Lawmakers and environmentalists already are concerned about the amount of technology waste -- old laptops, iPods, printers and other gear -- in dumps.

So far, TVs have been less likely to end up in landfills than other electronics, recycling experts say. Although cellphones, computers and other gadgets generally get thrown out or given away when people upgrade, TVs tend to hang around the house if they're still working. They're used to play video games or to watch DVDs, or they get plugged into the cable system or hooked up to rabbit ears to serve as an extra set.

The latest U.S. Census figures indicate that the average household had 2.5 television sets in 2004, a 25% increase since 1990. In all, there were 268 million TV sets.

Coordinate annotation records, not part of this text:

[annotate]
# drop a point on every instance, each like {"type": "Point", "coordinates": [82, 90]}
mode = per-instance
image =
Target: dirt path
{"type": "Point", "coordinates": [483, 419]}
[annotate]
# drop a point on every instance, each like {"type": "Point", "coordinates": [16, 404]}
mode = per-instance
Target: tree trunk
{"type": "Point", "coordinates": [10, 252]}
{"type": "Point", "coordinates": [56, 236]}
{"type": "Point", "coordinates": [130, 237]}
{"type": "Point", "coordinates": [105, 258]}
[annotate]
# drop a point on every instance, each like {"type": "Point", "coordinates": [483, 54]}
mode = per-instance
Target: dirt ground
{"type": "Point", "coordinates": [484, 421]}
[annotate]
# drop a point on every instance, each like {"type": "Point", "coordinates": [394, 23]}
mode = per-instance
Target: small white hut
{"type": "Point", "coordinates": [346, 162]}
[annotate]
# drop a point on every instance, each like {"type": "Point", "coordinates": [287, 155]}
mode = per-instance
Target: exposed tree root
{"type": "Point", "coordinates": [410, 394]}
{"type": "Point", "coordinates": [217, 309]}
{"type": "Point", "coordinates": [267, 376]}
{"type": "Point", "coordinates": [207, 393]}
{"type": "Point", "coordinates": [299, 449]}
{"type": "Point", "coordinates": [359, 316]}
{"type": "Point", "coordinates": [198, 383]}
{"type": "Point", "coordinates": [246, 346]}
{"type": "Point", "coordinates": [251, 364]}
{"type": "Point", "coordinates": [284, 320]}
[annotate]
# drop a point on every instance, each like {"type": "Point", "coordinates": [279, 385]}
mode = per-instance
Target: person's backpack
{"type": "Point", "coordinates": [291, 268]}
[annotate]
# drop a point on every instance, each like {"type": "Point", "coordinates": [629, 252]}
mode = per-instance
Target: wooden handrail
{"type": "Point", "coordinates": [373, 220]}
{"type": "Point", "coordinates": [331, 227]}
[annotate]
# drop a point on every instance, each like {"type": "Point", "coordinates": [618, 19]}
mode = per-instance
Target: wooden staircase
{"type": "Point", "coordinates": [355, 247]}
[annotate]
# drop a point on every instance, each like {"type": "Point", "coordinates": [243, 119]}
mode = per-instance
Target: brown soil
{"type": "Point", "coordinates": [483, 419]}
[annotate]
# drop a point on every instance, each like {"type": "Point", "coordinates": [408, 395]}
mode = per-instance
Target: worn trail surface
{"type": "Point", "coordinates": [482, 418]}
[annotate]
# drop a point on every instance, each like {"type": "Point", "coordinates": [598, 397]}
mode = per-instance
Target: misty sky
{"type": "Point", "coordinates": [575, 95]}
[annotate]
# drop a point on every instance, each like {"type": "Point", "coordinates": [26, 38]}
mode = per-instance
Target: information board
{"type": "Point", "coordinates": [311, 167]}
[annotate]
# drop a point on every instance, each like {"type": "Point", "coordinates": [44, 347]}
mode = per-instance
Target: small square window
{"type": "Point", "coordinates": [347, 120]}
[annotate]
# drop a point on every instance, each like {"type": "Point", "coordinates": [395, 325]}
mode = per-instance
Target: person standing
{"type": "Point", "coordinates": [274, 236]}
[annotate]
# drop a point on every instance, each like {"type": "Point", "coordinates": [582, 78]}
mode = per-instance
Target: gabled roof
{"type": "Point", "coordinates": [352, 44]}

"There's a lot of different uses," said Parker Brugge, environmental counsel for the Consumer Electronics Assn. "That's why the number of televisions in consumers' households keeps going up."

But the calculus that leads Americans to hang on to old TVs could change on Feb. 18, 2009.

That's the day a federal law will require all TV stations to turn off their analog signals and start broadcasting only in digital.

Tens of millions of old analog TVs will need to be hooked up to a cable or satellite box, or fitted with a special converter, to display the new signals.

"That conversion is going to trigger the reality that even if it's working, even if I turn it on and the screen lights up, this is a device that's incompatible with the current technology," said Mark Murray, executive director of Californians Against Waste, a Sacramento-based environmental group focused on recycling.

"I do think we'll see a wave of new discards."

How big a wave is unclear, with the conversion date still nearly two years away. The federal Environmental Protection Agency has not made any projections, and the California Integrated Waste Management Board is studying the issue.